Relation (3.9) can be written:

hnp1Dnβn=FnEn+hnm+drn+i=0n1hiqn,ih_{n}^{p-1}D_{n}\beta_{n}=F_{n}\cdot E_{n}+h_{n}^{m+d}r_{n}+\sum_{i=0}^{n-1}h_{i}q_{n,i} (3.10)

where Dnm×m,Fnm×(d+1),En(d+1)×(d+1)(α×γD_{n}\in\mathscr{M}_{m\times m},F_{n}\in\mathscr{M}_{m\times(d+1)},E_{n}\in\mathscr{M}_{(d+1)\times(d+1)}\left(\mathscr{M}_{\alpha\times\gamma}\right. denote the set of matrices with α\alpha lines and γ\gamma columns) and βn,rn,qn,i\beta_{n},r_{n},q_{n,i} are the column vectors. The explicit form of the matrices and the vectors results from (3.9).

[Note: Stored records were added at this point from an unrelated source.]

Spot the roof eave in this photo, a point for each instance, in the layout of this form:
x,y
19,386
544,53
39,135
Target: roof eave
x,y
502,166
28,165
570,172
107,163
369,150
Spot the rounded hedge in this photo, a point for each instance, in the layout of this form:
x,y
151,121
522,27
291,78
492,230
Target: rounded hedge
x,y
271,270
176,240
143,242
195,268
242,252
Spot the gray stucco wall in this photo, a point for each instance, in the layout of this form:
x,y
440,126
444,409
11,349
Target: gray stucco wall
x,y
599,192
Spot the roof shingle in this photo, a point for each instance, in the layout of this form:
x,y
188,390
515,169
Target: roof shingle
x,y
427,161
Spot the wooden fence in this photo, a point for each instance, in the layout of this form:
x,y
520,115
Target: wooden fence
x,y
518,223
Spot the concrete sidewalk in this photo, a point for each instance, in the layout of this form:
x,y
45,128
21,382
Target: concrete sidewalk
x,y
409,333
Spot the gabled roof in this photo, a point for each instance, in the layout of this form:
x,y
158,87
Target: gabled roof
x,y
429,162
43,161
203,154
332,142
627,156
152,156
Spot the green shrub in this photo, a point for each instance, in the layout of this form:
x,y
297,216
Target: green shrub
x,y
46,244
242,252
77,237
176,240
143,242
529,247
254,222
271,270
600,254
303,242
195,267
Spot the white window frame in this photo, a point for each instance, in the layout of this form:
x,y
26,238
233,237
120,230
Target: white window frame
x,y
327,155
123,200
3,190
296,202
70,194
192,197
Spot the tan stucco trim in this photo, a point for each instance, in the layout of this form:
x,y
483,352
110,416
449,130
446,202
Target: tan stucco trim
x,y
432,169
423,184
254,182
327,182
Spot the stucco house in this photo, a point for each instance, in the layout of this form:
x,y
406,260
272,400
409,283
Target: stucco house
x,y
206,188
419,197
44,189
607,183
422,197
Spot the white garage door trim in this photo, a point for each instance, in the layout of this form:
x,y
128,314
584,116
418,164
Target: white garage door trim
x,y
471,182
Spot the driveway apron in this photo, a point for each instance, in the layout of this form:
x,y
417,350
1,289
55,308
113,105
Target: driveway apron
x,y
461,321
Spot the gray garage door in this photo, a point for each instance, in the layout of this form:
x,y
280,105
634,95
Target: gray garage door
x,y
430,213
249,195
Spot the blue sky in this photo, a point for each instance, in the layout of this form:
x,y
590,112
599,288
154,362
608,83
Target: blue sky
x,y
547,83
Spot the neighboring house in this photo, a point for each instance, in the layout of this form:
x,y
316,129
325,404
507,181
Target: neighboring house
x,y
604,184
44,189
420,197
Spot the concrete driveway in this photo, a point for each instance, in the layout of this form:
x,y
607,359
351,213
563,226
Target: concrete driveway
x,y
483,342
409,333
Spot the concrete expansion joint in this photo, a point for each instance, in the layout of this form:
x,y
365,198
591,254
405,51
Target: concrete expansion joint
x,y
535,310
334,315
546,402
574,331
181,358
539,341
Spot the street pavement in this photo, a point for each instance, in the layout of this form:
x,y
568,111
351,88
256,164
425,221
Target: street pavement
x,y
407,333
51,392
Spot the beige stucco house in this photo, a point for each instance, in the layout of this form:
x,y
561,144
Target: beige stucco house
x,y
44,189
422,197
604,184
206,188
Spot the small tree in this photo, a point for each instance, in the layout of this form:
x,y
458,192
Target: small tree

For n=0n=0, by (2.1) and (3.10) we obtain:

h0p1D0β0=h0m+dr0.h_{0}^{p-1}D_{0}\beta_{0}=h_{0}^{m+d}r_{0}. (3.11)

From the assumptions of the theorem it results that the vector r0r_{0} is bounded and for sufficiently small h0>0h_{0}>0 the matrix D0D_{0} possesses a uniformly bounded inverse. Hence, for p=m+d+1p=m+d+1 we have:

β01:=l=1m|β0,l|D0111r=:M0\left\|\beta_{0}\right\|_{1}:=\sum_{l=1}^{m}\left|\beta_{0,l}\right|\leq\left\|D_{0}^{-1}\right\|_{1}\left\|{}_{r}\right\|_{1}=:M_{0} (3.12)

and from (3.8) it results:

|e0(t0+τh0)|hm+d+1(M0+|R0(τ)|)C0hm+d+1, for all τ[0,1].\left|e_{0}\left(t_{0}+\tau h_{0}\right)\right|\leq h^{m+d+1}\left(M_{0}+\left|R_{0}(\tau)\right|\right)\leq C_{0}\cdot h^{m+d+1},\text{ for all }\tau\in[0,1]. (3.13)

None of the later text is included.